Thanks for the reply. I agree that strong Inevitability is unreasonable, and I understand the function of #1 and #2 in disrupting a prior frame of mind which assumes strong Inevitability, but that's not the only alternative to Orthogonality. I'm surprised that the arguments are considered successively stronger arguments in favor of Orthogonality, since #6 basically says "under reasonable hypotheses, Orthogonality may well be false." (I admit that's a skewed reading, but I don't know what the referenced ongoing work looks like, so I'm skipping that bit for now. [Edit: is this "tiling agents"? I'm not familiar with that work, but I can go learn about it.])

The other arguments are interesting commentary, but don't argue that Orthogonality is true for agents we ought to care about.

Gandhian stability argues that self-modifying agents will try to preserve their preference systems, but not that they can become arbitrarily powerful while doing so. As it happens, circular preference systems illustrate how Gandhian stability could limit how powerful a cognitive agent can become.
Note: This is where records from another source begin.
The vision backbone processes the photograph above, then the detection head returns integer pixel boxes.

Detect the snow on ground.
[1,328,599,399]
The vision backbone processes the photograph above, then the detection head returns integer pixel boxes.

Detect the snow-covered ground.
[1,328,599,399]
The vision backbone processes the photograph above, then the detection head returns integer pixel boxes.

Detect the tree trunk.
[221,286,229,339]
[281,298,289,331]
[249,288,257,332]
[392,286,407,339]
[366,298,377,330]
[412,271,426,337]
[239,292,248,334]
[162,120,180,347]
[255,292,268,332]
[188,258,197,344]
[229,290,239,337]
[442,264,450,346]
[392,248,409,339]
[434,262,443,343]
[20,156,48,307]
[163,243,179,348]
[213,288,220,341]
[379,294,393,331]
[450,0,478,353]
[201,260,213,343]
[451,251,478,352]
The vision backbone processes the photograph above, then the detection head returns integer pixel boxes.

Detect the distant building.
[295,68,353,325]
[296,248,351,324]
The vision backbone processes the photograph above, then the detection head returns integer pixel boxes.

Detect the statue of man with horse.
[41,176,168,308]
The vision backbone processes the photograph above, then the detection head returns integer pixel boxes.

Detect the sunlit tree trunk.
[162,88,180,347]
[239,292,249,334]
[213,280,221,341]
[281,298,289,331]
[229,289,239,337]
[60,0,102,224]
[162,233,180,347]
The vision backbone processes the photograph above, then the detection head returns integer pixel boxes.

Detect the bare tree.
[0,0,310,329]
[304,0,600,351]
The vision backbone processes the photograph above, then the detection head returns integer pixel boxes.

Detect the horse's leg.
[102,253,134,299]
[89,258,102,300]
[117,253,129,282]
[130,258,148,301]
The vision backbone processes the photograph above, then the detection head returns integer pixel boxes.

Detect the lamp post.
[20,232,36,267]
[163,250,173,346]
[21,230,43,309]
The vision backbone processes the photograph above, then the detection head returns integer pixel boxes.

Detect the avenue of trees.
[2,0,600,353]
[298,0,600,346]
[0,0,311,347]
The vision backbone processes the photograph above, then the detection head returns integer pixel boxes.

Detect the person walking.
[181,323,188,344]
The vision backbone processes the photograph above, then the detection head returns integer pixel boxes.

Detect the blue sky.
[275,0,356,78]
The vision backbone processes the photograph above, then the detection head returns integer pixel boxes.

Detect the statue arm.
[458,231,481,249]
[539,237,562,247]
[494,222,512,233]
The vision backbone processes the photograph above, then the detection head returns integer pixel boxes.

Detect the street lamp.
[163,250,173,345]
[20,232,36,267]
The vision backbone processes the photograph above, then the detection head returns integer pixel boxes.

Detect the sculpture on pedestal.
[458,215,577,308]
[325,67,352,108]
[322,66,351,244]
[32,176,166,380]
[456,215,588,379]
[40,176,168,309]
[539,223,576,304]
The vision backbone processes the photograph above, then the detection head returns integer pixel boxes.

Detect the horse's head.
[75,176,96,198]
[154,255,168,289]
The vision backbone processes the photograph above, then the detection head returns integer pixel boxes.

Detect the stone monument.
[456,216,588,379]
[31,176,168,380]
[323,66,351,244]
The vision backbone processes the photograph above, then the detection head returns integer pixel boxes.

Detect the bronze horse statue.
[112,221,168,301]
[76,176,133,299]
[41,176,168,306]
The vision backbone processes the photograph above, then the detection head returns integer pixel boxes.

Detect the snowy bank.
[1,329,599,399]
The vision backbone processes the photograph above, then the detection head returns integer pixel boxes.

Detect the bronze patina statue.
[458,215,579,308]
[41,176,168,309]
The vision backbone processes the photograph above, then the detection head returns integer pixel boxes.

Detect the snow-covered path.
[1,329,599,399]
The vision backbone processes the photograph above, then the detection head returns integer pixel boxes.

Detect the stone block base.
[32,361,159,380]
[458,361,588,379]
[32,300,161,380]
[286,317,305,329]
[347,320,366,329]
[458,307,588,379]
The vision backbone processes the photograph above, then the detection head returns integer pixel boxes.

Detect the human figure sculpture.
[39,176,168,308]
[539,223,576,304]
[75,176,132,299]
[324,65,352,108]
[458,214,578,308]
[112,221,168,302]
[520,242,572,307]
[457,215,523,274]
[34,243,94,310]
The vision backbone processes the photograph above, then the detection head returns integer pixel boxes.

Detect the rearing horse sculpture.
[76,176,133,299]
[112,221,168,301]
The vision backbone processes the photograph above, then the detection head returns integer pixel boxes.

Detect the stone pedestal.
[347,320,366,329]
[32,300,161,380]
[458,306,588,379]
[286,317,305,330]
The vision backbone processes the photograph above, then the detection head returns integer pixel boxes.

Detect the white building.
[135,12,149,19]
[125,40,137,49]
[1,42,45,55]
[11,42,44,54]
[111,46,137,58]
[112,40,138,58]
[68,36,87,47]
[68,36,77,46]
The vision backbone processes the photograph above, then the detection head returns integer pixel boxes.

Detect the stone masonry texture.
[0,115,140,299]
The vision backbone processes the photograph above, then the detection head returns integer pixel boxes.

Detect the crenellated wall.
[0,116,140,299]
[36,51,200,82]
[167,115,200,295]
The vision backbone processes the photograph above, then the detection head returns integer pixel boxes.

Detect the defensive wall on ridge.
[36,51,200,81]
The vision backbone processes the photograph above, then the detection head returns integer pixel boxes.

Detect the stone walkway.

The unbounded agents argument says Orthogonality is true when "mind space" is broader than what we care about.
The search tractability argument looks like a statement about the relative difficulty of accomplishing different goals, not the relative difficulties of holding those goals. I don't mean to dismiss the argument, but I don't understand it. I'm not even clear on exactly what the argument is saying about the tractability of searching for strategies for different goals. That it's the same for all possible goals?